Science is a very common word but few people know that it only stands for the Latin expression “to know”. So all that science means is that it is a constant, unrelenting search for truth. But if you choose to go down this path, it also requires that in the end you have to be honest, utterly honest with yourself at all times. It means that you become uncomfortable (to say the least) when you cheat the law or when you mislead others or even when you attempt to deceive yourself. This is more than just the individual conscience at work (similar to Gandhiji’s “the voice within”), it is the institutionalization of it. This kind of consciousness gradually permeates the entire nation. It helps to build the principled self-dignity of the people of a nation as nothing else can. It is the unseen policeman or policewoman in every one of us. In respect of corruption, it affects both the potential giver and the potential taker of a bribe. As a national backdrop, it is the perfect tool with which to fight corruption.
How about technology? Technology is the child of science. It is nothing but applied science. But technology also doesn’t just stop there. Technology transforms culture.
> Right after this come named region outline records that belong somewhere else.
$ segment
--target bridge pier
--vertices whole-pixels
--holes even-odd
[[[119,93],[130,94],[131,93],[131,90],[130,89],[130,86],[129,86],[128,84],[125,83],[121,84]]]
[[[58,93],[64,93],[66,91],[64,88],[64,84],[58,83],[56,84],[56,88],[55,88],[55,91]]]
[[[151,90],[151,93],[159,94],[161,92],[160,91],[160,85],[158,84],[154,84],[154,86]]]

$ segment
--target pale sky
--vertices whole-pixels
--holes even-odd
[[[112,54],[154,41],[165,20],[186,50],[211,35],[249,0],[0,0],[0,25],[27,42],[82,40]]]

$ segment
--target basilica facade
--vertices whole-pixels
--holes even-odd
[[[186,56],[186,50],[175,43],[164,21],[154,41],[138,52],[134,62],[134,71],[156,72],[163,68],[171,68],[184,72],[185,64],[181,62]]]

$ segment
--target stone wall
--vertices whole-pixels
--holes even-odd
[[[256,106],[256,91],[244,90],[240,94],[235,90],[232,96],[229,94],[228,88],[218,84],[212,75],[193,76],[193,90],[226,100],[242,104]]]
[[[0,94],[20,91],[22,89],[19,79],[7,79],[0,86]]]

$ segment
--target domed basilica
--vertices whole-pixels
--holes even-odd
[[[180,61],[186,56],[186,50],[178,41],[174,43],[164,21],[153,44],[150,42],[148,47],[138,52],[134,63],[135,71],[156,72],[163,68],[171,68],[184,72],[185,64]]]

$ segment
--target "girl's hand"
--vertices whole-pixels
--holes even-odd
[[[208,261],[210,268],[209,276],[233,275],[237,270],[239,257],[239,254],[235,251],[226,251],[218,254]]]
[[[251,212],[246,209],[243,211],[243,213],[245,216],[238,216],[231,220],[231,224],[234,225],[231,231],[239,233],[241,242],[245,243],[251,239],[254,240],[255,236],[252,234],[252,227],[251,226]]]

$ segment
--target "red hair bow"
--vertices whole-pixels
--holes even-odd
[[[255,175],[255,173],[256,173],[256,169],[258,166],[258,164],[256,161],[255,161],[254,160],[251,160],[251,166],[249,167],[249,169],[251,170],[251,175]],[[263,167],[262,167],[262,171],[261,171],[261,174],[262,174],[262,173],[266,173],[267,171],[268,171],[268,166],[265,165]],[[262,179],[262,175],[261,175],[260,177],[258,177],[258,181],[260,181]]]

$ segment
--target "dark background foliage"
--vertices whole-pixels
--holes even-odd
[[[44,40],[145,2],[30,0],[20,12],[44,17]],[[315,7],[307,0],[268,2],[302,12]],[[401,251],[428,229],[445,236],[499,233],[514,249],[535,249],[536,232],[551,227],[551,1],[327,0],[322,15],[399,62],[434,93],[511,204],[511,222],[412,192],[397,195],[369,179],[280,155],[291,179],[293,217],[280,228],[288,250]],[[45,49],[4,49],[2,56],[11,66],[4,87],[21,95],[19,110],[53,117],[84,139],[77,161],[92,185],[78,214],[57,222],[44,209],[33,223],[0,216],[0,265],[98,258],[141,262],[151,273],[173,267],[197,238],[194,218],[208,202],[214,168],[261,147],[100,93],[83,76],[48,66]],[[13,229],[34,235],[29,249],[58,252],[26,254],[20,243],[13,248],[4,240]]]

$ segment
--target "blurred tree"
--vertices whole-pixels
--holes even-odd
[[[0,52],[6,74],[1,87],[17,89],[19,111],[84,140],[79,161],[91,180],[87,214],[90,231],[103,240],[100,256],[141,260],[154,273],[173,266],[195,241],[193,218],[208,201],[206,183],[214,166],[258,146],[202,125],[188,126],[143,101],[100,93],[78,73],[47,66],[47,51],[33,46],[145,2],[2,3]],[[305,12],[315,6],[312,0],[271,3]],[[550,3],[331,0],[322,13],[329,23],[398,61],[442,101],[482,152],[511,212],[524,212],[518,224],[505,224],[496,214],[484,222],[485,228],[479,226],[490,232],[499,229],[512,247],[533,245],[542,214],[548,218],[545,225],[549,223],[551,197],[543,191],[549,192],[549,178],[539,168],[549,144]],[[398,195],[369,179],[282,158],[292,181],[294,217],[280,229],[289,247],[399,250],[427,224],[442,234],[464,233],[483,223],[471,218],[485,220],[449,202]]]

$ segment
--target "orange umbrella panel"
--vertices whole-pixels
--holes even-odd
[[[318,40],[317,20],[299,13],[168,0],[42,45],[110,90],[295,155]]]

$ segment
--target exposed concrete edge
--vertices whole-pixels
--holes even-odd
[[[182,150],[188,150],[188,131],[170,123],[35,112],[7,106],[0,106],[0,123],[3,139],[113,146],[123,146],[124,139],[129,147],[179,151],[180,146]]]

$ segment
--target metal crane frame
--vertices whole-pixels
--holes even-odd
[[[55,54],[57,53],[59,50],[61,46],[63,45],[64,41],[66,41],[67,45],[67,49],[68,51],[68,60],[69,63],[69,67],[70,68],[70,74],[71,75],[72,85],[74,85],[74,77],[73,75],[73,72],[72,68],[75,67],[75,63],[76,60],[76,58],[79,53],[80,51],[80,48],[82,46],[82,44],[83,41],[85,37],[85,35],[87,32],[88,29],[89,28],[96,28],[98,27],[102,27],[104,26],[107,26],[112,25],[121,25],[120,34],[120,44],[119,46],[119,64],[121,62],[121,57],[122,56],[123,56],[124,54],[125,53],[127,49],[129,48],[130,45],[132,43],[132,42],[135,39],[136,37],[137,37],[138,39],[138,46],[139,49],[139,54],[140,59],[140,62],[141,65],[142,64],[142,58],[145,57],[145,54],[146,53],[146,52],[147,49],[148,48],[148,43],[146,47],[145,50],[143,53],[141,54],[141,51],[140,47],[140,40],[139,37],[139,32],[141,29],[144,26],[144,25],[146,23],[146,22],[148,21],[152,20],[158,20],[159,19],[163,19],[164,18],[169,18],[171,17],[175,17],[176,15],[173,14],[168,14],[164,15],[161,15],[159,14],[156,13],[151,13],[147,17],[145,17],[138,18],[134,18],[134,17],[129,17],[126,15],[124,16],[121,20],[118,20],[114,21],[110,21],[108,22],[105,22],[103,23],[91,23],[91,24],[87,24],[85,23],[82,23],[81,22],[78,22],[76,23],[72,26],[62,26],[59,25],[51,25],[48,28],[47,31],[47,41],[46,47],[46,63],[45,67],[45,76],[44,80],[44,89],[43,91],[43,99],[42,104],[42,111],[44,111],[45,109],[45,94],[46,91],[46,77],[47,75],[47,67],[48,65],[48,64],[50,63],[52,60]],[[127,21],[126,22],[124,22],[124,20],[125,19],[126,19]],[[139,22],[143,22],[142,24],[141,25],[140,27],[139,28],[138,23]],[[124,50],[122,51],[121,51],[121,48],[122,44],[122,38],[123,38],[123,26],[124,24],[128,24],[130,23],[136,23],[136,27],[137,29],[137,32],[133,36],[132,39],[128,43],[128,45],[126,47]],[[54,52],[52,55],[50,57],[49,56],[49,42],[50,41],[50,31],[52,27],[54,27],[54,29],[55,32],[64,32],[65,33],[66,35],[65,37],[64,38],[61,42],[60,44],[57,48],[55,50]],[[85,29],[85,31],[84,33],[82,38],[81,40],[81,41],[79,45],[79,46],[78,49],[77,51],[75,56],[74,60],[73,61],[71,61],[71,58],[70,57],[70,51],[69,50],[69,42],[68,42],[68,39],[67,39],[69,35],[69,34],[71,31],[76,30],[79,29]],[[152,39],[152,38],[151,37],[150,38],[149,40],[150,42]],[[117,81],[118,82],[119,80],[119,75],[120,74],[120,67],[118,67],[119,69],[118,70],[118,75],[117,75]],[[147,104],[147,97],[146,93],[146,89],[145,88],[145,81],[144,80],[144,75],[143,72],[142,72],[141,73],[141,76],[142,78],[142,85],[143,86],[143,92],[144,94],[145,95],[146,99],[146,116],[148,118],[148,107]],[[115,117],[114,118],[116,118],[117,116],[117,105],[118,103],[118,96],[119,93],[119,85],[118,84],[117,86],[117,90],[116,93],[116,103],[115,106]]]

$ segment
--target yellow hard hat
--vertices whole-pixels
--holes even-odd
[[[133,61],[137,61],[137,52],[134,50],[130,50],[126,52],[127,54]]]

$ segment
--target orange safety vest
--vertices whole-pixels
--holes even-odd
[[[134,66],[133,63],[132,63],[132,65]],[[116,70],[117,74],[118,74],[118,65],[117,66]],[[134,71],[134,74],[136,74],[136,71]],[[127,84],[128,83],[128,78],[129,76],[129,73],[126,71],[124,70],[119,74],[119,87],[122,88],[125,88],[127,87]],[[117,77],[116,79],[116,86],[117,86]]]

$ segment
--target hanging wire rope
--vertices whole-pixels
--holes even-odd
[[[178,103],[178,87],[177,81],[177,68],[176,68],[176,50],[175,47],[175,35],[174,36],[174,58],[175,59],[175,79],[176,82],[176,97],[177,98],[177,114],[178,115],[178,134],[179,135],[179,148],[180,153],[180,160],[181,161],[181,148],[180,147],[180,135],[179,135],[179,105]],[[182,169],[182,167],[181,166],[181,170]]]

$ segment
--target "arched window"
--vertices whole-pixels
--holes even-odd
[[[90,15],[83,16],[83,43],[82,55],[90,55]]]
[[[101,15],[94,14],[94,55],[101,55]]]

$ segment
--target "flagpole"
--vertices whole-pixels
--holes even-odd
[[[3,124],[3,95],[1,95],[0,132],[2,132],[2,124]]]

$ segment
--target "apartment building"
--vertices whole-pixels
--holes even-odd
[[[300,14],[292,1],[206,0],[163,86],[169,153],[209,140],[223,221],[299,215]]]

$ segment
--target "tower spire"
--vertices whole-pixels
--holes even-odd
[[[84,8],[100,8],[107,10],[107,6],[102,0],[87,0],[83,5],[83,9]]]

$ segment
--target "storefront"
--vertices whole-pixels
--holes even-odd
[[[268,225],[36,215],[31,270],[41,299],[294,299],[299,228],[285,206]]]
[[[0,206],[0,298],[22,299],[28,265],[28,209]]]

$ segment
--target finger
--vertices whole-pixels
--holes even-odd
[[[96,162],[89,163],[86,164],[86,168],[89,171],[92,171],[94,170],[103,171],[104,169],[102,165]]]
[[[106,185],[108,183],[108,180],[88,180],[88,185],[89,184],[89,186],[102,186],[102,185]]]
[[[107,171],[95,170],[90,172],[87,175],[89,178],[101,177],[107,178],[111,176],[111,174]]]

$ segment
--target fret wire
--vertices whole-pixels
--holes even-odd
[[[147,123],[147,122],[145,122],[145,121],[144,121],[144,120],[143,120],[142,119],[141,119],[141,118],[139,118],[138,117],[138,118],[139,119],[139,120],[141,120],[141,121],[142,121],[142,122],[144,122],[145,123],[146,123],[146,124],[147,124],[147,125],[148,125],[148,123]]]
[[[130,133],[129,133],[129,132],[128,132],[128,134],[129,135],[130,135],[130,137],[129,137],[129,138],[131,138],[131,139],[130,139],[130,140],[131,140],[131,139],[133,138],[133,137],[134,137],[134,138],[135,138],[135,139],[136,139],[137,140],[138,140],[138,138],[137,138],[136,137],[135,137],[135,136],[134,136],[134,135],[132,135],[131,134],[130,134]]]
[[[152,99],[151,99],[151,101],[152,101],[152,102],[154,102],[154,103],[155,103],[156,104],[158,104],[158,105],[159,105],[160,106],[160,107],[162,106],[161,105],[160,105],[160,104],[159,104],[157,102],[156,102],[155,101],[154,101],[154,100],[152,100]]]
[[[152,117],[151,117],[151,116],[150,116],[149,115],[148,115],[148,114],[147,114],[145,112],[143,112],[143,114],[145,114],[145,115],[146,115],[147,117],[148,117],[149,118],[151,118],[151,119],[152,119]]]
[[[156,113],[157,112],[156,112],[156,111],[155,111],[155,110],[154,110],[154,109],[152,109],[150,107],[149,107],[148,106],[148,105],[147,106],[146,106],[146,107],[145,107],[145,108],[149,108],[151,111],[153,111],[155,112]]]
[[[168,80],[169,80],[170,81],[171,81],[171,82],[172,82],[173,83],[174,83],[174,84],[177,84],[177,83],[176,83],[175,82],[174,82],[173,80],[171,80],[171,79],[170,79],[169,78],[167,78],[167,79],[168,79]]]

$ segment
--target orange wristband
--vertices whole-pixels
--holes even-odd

Let’s say that when you first taught yourself to ride a scooter or drive a motorcar, you did so, like all the rest of us, with a certain amount of nervousness and trepidation. But once you learned how to do it, it gave a tremendous boost to your confidence. Now you said to yourself that if you could do this as well as anybody else, you could achieve anything you set your mind to. This is true whether we are speaking about a bicycle, a telephone, a camera, a television set, a mobile phone or any of the hundreds of pieces of technology, large and small, that surround us today. Technology builds self-esteem, spurs creativity and provides drive. If technology goes awry or if there is an excess of technology, science should be at hand to act as a control or governor.
Modern science and technology acting together thus not only help to increase the production of goods in short supply (our first premise) but also work as a strong bulwark against corruption and a great preventative of corruption. We have looked at this matter in cross-section. Looked at in the collective, to quote Francis Fukuyama in his “The End of History and the Last Man”, this is how it appears:
“The logic of modern science can explain a great deal about our world : why we residents of developed democracies are office workers rather than peasants eking out a living on the land, why we are members of labour unions or professional organizations rather than tribes and clans, why we obey the authority of a bureaucratic superior rather than a priest, why we are literate and speak a common language.” And it also explains, might I venture to add, how nations can gradually but surely be rescued from corruption and at the same time carry within them a built-in antidote against temptation in the future.